A irresponsabilidade fiscal avança no Senado

Comissão de Constituição e Justiça do Senado realizou sessão extraordinária nesta terça (6) para discutir PEC fura-teto. (Foto: Edilson Rodrigues/Agência Senad)

Era certo que o cheque quase trilionário pretendido por Lula para bancar promessas de campanha seria mitigado durante a tramitação da PEC fura-teto no Congresso. A proposta foi recebida com uma saraivada de críticas e havia propostas alternativas mais sensatas sobre a mesa. Mas, como no ditado popular, a montanha pariu um rato – e um rato bem disposto a roer as contas públicas até que não sobre nada.

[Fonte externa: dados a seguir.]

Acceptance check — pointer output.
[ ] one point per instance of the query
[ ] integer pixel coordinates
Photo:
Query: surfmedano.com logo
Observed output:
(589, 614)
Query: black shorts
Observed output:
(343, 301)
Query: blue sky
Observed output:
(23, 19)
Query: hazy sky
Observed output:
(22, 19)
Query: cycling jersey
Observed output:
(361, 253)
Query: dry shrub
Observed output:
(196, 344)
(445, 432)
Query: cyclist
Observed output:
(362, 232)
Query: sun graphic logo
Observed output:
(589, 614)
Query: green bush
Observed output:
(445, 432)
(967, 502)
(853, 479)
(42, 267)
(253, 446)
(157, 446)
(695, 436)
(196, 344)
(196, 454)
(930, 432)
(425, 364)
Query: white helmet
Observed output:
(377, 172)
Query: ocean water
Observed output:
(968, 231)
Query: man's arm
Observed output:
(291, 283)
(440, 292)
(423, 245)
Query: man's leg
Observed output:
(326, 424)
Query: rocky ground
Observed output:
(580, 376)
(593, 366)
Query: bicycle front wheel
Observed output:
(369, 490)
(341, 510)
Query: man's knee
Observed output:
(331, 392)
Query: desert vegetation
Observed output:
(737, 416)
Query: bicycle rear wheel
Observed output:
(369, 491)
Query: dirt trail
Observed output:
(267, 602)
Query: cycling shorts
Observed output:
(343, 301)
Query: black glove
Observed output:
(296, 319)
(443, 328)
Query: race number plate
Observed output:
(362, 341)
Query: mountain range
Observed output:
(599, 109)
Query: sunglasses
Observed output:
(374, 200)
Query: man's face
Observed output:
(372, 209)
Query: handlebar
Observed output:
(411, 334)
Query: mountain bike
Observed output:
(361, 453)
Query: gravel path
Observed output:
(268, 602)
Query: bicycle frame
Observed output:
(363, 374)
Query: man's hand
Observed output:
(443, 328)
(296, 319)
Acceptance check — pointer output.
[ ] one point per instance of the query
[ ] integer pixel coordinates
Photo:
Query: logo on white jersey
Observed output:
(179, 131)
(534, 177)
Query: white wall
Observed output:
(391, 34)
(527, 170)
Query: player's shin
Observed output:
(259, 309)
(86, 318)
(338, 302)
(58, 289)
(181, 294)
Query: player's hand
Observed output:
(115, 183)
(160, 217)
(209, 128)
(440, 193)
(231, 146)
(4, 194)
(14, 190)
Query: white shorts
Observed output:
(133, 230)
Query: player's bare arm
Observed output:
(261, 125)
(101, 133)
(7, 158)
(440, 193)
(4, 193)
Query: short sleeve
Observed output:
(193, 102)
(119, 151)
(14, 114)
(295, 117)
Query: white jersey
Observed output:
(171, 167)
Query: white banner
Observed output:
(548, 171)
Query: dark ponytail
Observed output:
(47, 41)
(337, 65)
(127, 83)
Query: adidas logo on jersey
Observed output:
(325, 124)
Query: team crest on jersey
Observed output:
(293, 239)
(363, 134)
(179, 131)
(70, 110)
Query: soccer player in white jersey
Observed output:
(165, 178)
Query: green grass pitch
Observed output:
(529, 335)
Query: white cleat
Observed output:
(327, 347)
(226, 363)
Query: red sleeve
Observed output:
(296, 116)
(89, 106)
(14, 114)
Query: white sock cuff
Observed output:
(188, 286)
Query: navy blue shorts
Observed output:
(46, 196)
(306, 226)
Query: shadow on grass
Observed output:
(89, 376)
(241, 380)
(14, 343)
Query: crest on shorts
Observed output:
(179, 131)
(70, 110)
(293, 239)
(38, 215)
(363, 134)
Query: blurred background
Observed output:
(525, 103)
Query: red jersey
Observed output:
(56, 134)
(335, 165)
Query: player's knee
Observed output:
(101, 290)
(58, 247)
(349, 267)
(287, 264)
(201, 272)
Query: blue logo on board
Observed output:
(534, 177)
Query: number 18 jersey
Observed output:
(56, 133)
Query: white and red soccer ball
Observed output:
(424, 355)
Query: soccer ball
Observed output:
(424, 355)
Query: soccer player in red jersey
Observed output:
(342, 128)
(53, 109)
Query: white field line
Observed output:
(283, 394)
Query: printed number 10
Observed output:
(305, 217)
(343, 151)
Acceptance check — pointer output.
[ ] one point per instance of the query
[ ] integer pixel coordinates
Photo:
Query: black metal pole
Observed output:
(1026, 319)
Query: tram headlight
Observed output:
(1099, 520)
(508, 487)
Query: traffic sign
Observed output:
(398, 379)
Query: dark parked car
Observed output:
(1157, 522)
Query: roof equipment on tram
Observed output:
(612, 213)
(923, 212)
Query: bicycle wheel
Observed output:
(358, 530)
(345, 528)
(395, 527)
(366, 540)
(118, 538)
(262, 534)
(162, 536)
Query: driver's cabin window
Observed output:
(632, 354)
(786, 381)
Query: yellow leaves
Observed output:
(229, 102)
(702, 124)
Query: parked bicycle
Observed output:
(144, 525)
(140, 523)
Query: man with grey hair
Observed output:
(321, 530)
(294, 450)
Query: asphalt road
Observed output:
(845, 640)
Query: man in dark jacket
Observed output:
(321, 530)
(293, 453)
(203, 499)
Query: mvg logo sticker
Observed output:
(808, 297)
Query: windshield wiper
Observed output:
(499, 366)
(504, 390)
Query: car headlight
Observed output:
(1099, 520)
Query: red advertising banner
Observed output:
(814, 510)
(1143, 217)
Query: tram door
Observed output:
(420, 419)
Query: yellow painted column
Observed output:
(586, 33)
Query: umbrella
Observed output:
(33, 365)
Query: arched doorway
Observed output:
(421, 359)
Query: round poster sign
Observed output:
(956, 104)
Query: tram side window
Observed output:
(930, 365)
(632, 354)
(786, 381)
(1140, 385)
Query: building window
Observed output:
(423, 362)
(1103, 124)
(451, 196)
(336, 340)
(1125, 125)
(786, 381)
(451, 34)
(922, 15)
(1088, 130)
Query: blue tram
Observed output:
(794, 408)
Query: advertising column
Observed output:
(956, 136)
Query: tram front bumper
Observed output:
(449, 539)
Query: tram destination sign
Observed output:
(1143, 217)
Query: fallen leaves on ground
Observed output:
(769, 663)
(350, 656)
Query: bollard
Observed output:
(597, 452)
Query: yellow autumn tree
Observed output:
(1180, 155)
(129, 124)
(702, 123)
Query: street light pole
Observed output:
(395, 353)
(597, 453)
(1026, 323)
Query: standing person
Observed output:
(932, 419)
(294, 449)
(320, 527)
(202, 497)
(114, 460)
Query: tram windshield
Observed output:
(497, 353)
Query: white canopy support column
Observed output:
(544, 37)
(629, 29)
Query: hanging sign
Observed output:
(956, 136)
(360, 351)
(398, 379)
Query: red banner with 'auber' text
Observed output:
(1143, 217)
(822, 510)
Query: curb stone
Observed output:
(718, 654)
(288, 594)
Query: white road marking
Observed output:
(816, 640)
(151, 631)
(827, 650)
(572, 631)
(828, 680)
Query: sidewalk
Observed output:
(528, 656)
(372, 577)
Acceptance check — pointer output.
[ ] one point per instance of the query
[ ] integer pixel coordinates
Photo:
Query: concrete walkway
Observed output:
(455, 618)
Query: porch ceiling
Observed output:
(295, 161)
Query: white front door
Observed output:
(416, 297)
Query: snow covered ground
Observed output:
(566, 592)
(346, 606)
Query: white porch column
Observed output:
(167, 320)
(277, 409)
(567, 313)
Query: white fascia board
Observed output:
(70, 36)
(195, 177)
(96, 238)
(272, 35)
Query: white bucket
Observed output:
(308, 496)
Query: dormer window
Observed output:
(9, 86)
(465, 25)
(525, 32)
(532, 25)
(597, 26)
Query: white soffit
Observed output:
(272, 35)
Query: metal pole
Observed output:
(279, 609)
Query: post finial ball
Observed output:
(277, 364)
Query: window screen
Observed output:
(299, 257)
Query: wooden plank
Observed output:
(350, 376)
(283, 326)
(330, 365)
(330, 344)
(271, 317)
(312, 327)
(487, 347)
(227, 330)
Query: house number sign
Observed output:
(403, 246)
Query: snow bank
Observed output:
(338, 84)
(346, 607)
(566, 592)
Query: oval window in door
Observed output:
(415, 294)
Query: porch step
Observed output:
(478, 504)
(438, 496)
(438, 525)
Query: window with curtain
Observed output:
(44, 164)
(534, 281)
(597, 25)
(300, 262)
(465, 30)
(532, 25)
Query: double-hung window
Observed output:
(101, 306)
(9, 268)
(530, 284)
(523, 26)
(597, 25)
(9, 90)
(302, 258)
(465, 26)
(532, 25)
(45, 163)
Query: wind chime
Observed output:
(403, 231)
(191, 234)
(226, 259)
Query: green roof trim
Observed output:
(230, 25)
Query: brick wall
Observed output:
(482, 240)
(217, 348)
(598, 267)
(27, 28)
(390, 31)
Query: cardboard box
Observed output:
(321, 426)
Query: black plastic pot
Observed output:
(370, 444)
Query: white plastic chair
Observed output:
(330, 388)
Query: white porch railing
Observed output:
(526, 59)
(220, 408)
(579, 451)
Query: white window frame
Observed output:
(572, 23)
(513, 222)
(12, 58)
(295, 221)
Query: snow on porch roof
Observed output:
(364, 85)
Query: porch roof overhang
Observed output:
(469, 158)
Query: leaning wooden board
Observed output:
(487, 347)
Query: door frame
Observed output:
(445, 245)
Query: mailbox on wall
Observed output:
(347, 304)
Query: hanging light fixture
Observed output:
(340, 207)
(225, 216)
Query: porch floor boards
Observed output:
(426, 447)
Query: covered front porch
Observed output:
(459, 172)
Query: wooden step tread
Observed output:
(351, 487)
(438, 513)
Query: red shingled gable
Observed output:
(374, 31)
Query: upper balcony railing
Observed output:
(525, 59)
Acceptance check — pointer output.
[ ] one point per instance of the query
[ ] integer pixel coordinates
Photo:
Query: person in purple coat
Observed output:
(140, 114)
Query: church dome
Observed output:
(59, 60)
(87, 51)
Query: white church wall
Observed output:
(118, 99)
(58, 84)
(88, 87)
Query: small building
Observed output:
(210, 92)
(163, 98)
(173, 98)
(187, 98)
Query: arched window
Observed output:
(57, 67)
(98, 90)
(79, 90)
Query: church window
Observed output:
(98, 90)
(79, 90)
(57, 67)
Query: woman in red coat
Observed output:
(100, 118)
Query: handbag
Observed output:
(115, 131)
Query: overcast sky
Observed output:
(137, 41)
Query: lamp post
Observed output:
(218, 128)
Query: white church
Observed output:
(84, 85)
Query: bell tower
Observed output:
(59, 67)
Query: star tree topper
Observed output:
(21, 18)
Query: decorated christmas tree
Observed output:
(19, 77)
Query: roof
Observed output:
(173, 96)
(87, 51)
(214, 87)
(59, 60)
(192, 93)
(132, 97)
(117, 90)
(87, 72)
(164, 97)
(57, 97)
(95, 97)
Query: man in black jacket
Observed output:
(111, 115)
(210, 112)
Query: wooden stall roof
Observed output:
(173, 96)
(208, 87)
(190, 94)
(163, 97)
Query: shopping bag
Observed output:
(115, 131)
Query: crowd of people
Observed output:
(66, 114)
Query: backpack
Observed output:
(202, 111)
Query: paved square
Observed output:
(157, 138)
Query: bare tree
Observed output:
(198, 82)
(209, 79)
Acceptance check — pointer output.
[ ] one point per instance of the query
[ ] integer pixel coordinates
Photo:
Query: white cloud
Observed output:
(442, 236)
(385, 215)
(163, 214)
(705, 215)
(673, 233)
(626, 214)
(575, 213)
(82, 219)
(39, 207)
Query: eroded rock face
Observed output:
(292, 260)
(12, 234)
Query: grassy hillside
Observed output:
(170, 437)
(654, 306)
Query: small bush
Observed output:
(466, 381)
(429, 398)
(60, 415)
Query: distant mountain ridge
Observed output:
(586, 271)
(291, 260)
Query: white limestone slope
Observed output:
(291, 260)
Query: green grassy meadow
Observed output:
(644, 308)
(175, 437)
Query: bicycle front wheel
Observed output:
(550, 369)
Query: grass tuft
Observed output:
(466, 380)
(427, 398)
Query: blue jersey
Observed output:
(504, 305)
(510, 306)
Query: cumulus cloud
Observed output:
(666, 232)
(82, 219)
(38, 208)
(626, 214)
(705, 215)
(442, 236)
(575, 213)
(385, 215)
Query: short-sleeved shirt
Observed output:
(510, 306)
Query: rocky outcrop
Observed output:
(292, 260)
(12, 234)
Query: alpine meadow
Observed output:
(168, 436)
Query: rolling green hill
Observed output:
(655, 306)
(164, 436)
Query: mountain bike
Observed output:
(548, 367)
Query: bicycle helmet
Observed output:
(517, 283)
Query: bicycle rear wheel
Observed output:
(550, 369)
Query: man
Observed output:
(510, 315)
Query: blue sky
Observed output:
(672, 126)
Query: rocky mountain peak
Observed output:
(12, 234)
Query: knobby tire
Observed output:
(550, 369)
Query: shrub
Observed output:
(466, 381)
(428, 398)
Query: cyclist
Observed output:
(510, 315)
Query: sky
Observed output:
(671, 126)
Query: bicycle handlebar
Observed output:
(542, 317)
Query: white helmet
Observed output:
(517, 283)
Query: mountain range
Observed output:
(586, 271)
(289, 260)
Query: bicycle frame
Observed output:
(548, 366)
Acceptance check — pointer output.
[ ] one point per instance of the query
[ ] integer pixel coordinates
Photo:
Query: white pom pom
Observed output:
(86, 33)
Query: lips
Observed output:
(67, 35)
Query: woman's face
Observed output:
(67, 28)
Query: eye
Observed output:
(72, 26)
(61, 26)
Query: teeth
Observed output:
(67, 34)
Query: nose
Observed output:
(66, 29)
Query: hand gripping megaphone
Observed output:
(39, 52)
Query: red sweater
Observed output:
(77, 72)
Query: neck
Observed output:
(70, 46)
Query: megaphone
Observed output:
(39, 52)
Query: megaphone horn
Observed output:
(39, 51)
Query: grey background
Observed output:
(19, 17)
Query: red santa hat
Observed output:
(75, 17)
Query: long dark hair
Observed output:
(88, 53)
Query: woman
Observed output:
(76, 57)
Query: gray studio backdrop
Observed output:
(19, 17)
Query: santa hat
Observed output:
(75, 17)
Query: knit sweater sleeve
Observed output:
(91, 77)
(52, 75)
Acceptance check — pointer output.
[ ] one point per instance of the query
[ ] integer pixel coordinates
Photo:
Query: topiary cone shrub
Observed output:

Pouca coisa mudou no substitutivo do relator da PEC na Comissão de Constituição e Justiça (CCJ) do Senado, Alexandre Silveira (PSD-MG), que era tão irresponsável do ponto de vista fiscal quanto a proposta original. O valor da “folga” pretendida por Lula, de quase R$ 200 bilhões por ano, estava praticamente mantido; apenas o prazo foi reduzido, de quatro para dois anos. Na verdade, a proposta de Silveira era ainda mais condescendente com o impulso gastador do petismo: se originalmente o plano era deixar explícito que a rubrica extrateto seria o Bolsa Família, no substitutivo simplesmente acrescentava-se centenas de bilhões de reais ao teto para que o governo gaste como bem entender. E aqui fica ainda mais evidente o tamanho do estrago que pode ocorrer se algo assim prosperar, mesmo na versão aprovada na CCJ, que reduz o rombo em meros R$ 30 bilhões.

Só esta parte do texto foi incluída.